Castleton’s ambitions may not stop there, especially as banks from Barclays Plc to JPMorgan Chase & Co. scale back commodity trading. The company’s presentation says its main interests are assets in “global power generation, North American upstream natural gas, and Asian and South American midstream energy assets.”

While Castleton has begun to hire metals traders, electricity and gas are what Reed knows best. After starting his career at Enron in Houston, he later moved to American Electric Power Co., where he was head of trading.

Reed helped found hedge fund Saracen Energy Partners, which managed $1.4 billion by the time he left in 2007. He then joined Louis Dreyfus Highbridge Energy, becoming CEO a year later. The company became Castleton in January 2013, after the management takeover by Reed and Dubin, who is chairman. It is named for Dubin’s ranch near Gunnison, Colorado.

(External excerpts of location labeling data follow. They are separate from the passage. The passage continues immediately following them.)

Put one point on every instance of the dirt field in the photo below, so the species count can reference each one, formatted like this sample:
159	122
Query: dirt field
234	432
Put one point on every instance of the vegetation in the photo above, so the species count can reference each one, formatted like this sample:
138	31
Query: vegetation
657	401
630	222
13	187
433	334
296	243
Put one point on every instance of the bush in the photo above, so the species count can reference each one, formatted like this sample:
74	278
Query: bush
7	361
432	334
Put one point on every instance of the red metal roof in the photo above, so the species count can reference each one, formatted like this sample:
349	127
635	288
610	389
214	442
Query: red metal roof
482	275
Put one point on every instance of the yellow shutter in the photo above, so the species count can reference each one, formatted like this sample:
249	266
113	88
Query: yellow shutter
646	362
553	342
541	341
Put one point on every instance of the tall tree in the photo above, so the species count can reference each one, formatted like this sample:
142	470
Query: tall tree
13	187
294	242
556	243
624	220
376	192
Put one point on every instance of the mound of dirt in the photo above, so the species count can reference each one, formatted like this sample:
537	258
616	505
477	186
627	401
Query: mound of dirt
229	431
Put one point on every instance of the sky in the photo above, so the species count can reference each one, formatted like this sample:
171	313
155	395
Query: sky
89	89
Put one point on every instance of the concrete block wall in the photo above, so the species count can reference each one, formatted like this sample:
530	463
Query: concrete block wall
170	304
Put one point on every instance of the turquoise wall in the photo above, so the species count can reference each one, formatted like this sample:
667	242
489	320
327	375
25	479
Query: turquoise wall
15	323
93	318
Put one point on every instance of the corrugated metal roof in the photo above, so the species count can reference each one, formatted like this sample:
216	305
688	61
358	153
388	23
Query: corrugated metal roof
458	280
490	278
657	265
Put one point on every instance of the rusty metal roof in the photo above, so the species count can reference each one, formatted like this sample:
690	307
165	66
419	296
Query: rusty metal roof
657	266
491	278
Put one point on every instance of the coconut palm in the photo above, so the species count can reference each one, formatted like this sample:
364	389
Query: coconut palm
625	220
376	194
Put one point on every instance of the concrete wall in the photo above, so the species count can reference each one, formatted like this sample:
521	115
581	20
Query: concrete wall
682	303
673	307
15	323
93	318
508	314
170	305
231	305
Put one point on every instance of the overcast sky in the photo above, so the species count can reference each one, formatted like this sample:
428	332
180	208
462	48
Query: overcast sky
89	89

Reed served in the U.S. Army’s 160th Special Operations Aviation Regiment as a helicopter crew chief from 1988 to 1990. After returning to college, he was reactivated for a stint in Kuwait during the first Gulf War, and returned to graduate from the University of Pittsburgh summa cum laude in mathematics in 1993. He earned his MBA from the University of Pennsylvania in 1995.

Poaching Managers

“Bill has a rare combination of skills: he understands risk and he understands people,” said Stuart Staley, head of commodities at Citigroup Inc. in London, who started his career with Reed at Enron in the mid-1990s. “He is both a good trader and also a good manager.”

Reed has got the attention of his peers as Castleton extends its business. He hired Shameek Konar, a former Goldman Sachs Group Inc. banker who was until recently chief investment officer at Mercuria, and Peter Sellars, a 20-year commodity veteran who ran JPMorgan’s metals business.

Invested Partners

Management controls 17 percent of Castleton, with investors owning the rest, according to the internal presentation. Those include Timothy Barakett, founder and former chairman and CEO of hedge fund Atticus Capital LP. Families backing Castleton include the Oppenheimers, who founded Anglo American Plc a century ago; the Belfers, who built a fortune in oil; and the Fribourgs, who sold the grain trading arm of their Continental Grain Co. business to Cargill Inc. in 1999.

Josh Steiner, head of industry verticals at Bloomberg LP, the parent of Bloomberg News, is a non-executive director.